Quantification of gliogenesis was done by analyzing BrdU and BrdU/GFAP double stained cells (for an example, see figure 9). Random sampling of a minimum of 200 BrdU positive cells per animal in six hippocampal sections was done, and the percentage double labeling with GFAP is shown in figure 10. In this experiment, only CONS and MDS males (n = 6) and females (n = 6) were analyzed. There was no effect of MD on the percentage of double labeled cells (F(3,24) = 0.40; p = 0.54) no effect of sex (F(1,24) = 0.56; p = 0.46) and no interaction between sex and treatment was found (F(3,24) = 0.6; p = 0.45).
Maternal care
As neurogenesis could possibly be affected by maternal care [74], we therefore assessed whether possible changes after MD in the amount of maternal care directed to either male or female pups could explain the outcome of this study. As expected [84], maternal care was affected 24 h after MD (figure 11) and dams provided more care towards the pups when returned to the nest, as illustrated by the increased percentage of time spent on licking and grooming (LG). Both MD-males and MD-females received significantly more care (LG) on PND4 compared to the respective control animals. In total, males received more individual care than females (males: 5.6%±0,4; females 3.2%±0.3; T-test, p = 0.008). This effect was also seen on PND4, because the percentage of LG towards male and female pups increased similarly, which brought the MD females to the level of non-deprived males (PND4 LG-scores: males F(3,21) = 7.31; p = 0.002; post-hoc: MD males>CON males = MD females>CON females, p<0.05, see figure 11).

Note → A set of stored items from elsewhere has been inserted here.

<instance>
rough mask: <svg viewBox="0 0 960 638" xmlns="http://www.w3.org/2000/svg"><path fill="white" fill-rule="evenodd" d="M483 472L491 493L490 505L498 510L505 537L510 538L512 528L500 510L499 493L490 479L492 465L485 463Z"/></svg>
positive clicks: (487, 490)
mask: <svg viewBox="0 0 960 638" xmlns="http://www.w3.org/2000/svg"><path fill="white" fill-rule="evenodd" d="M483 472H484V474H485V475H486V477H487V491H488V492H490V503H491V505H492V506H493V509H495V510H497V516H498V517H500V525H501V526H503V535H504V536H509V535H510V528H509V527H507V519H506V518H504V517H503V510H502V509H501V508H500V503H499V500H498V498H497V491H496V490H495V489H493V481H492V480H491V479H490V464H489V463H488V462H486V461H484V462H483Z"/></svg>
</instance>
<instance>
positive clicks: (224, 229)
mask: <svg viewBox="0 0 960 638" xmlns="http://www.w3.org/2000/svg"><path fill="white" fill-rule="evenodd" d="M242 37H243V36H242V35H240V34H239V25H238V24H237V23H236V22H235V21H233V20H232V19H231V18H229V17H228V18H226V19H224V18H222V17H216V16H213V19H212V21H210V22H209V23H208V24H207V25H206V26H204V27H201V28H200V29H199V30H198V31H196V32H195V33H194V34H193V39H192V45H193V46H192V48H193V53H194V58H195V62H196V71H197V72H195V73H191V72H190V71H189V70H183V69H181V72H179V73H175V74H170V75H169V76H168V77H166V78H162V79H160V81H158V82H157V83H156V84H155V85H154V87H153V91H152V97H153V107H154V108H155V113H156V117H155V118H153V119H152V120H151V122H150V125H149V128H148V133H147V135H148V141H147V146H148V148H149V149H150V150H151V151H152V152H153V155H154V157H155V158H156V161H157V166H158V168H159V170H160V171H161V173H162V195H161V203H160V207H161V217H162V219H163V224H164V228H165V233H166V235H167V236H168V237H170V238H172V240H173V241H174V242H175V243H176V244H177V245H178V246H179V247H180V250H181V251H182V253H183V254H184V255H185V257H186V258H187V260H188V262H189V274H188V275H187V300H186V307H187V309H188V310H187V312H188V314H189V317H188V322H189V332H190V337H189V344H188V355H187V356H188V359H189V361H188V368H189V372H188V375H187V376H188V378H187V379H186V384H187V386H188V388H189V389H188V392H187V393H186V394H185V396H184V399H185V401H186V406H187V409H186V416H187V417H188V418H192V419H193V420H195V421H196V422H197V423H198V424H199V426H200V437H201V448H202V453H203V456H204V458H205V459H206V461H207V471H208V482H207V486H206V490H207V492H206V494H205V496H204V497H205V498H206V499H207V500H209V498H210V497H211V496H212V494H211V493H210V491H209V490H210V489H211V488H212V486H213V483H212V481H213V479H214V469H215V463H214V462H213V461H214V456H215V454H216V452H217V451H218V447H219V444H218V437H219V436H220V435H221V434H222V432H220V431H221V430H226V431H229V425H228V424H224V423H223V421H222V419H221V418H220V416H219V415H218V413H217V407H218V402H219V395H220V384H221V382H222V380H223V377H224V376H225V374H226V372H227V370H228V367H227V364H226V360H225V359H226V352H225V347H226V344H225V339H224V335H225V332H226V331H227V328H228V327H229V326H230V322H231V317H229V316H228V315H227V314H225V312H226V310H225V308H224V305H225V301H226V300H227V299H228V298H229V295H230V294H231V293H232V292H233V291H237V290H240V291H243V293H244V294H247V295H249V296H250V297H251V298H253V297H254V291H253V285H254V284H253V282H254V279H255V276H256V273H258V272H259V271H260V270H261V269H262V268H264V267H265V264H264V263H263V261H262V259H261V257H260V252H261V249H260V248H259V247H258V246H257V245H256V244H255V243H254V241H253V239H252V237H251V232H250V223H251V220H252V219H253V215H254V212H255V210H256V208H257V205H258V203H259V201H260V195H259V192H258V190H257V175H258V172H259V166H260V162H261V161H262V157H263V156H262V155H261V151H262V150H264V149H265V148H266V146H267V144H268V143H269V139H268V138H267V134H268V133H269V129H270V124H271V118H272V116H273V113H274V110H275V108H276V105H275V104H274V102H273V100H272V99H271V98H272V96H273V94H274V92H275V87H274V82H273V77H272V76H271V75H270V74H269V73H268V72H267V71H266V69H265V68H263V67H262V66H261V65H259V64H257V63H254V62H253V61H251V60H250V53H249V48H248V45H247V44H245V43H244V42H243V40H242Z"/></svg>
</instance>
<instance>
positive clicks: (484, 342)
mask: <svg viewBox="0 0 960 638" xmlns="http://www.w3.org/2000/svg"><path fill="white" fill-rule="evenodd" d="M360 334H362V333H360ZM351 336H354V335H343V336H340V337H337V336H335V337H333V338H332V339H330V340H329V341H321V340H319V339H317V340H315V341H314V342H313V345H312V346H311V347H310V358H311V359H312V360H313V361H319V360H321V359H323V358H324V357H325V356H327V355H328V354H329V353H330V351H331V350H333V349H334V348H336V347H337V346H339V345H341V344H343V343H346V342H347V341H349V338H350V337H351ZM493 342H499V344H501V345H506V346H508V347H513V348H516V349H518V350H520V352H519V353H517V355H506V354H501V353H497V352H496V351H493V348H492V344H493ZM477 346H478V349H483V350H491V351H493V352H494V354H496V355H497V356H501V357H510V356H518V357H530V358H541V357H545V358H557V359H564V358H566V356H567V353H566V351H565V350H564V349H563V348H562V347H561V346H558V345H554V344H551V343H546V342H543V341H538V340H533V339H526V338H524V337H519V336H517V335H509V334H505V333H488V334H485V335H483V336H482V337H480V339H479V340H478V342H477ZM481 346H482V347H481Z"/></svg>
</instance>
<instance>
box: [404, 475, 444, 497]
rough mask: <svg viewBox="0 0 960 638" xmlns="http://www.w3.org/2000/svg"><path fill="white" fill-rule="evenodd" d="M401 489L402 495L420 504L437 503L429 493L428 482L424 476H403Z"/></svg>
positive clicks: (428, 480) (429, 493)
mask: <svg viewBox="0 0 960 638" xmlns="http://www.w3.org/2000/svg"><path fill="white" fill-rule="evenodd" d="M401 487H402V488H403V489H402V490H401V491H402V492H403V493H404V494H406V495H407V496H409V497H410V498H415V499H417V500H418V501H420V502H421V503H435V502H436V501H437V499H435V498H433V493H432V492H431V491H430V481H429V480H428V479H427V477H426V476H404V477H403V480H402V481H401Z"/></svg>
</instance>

When comparing the amount of active nursing by the dam towards the whole litter, as measured by arch-back nursing (ABN), MD resulted in a significant increase of ABN after PND3 (repeated measures ANOVA; F = 7.89, p = 0.02, see figure 12).
Discussion
We show that 24 h of maternal deprivation at PND3 alters hippocampal structural plasticity in a sex-dependent manner. Although newborn cell survival and proliferation rate were not altered by MD, neurogenesis in the dentate gyrus was increased in male, but decreased in female offspring. Since no such differential changes were found in granular cell layer volume, astrocyte number or astrogliogenesis, this indicates that instead of altering granule cell numbers, MD-induced stress elicits specific changes in subsets of the differentiating cell population and e.g. impacts only the immature, DCX positive cells.

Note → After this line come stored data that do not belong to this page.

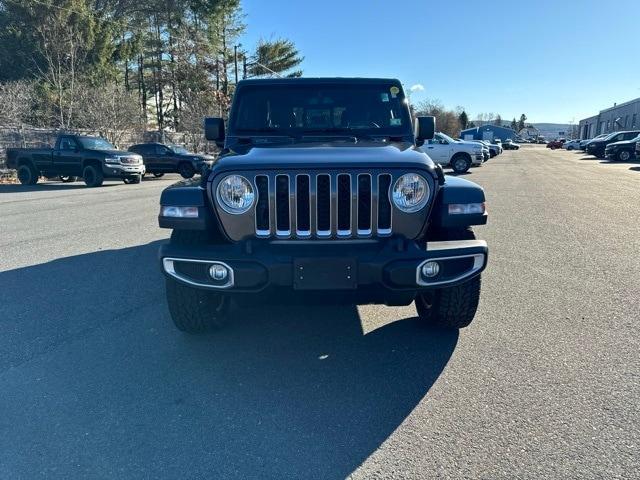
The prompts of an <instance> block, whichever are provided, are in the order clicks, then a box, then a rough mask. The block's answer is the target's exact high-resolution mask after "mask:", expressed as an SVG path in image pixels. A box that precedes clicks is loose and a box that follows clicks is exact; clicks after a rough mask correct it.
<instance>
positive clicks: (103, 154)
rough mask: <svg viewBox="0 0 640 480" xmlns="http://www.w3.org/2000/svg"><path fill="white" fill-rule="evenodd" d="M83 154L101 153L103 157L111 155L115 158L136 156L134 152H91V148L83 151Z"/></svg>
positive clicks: (121, 151) (91, 149)
mask: <svg viewBox="0 0 640 480" xmlns="http://www.w3.org/2000/svg"><path fill="white" fill-rule="evenodd" d="M85 152H95V153H101V154H103V155H111V156H114V157H115V156H117V157H132V156H134V155H138V154H137V153H134V152H126V151H124V150H93V149H91V148H87V149H85Z"/></svg>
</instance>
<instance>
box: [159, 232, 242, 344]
mask: <svg viewBox="0 0 640 480" xmlns="http://www.w3.org/2000/svg"><path fill="white" fill-rule="evenodd" d="M208 241H209V236H208V234H207V232H206V231H198V230H174V231H173V232H172V234H171V243H173V244H178V245H182V246H195V245H202V244H203V243H207V242H208ZM166 289H167V304H168V306H169V313H170V314H171V319H172V320H173V323H174V324H175V326H176V328H178V330H181V331H183V332H186V333H193V334H196V333H203V332H206V331H209V330H215V329H219V328H221V327H223V326H224V325H225V324H226V323H227V318H228V317H227V315H226V314H227V312H228V310H229V305H230V298H229V297H228V296H227V295H224V294H221V293H218V292H212V291H208V290H200V289H197V288H193V287H188V286H186V285H183V284H180V283H178V282H177V281H176V280H173V279H171V278H167V281H166Z"/></svg>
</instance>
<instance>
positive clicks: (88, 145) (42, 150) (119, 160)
mask: <svg viewBox="0 0 640 480" xmlns="http://www.w3.org/2000/svg"><path fill="white" fill-rule="evenodd" d="M7 167H9V168H14V169H16V170H17V171H18V180H19V181H20V183H22V184H23V185H35V184H36V183H37V182H38V179H39V177H47V178H54V177H60V179H61V180H63V181H75V180H76V179H77V177H82V178H83V179H84V182H85V183H86V185H87V186H88V187H99V186H100V185H102V182H103V180H104V179H105V178H119V179H122V180H123V181H124V182H125V183H140V180H141V179H142V176H143V175H144V173H145V167H144V163H143V161H142V157H141V156H140V155H137V154H135V153H130V152H122V151H119V150H116V148H115V147H114V146H113V145H111V144H110V143H109V142H108V141H107V140H105V139H104V138H100V137H88V136H83V135H60V136H58V138H57V139H56V144H55V147H54V148H10V149H8V150H7Z"/></svg>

Neurogenesis specific effects of MD
Given the extensive neurogenesis during gestation and the early postnatal period [86], [87], it is not surprising that early life stress affects structural brain development. Indeed, long-lasting reductions in neurogenesis and hippocampal functions after both pre- as well as postnatal stressors have been reported in most [41], [45], [46], [73], [88], but not all [89] studies. Stress-induced increases in maternal and offspring plasma corticosterone levels during a sensitive time window of brain development appear to be critical in mediating these long-lasting effects [51], [90], [91]. The timepoint of early life stress as was used in the present model coincides with the formation of the inner shell of the dentate granular cell layer i.e. the future site of adult neurogenesis [76], [77], [79]. The present results show that for the rat dentate gyrus, the sensitive time window during which brain development can be affected, appears to extend at least into the early postnatal period.
Despite the significantly different corticosterone levels at the end of the 24 h MD period, no changes were found in the numbers of Ki-67+ proliferating cells at PND4. In adult rats, stress frequently reduces proliferation [19], [92]–[94] but clear exceptions have also been reported [20], [95]–[97] that may depend on the experimental design and type of stress [33]. If any reduction was induced during the 24 hours of MD, recovery was fast and compensated for, or normalized, rapidly. However, in MD males that were additionally given a glucose injection, an unexpected reduction in proliferation was found. It can be speculated that a protective response of the pup during MD is disturbed by metabolic activation and a subsequent insulin response. Although there is considerable evidence for a strong and complex interplay between the metabolic system and the (development of) the HPA-axis [80], [98], the exact mechanisms can not be derived from the current data-set and await future studies. Given the very large numbers of newly generated cells at these young ages, also stochastic differences within the population could have occurred that may have been missed with Ki-67 immunohistochemistry as this antibody labels all cells engaged in cell cycle.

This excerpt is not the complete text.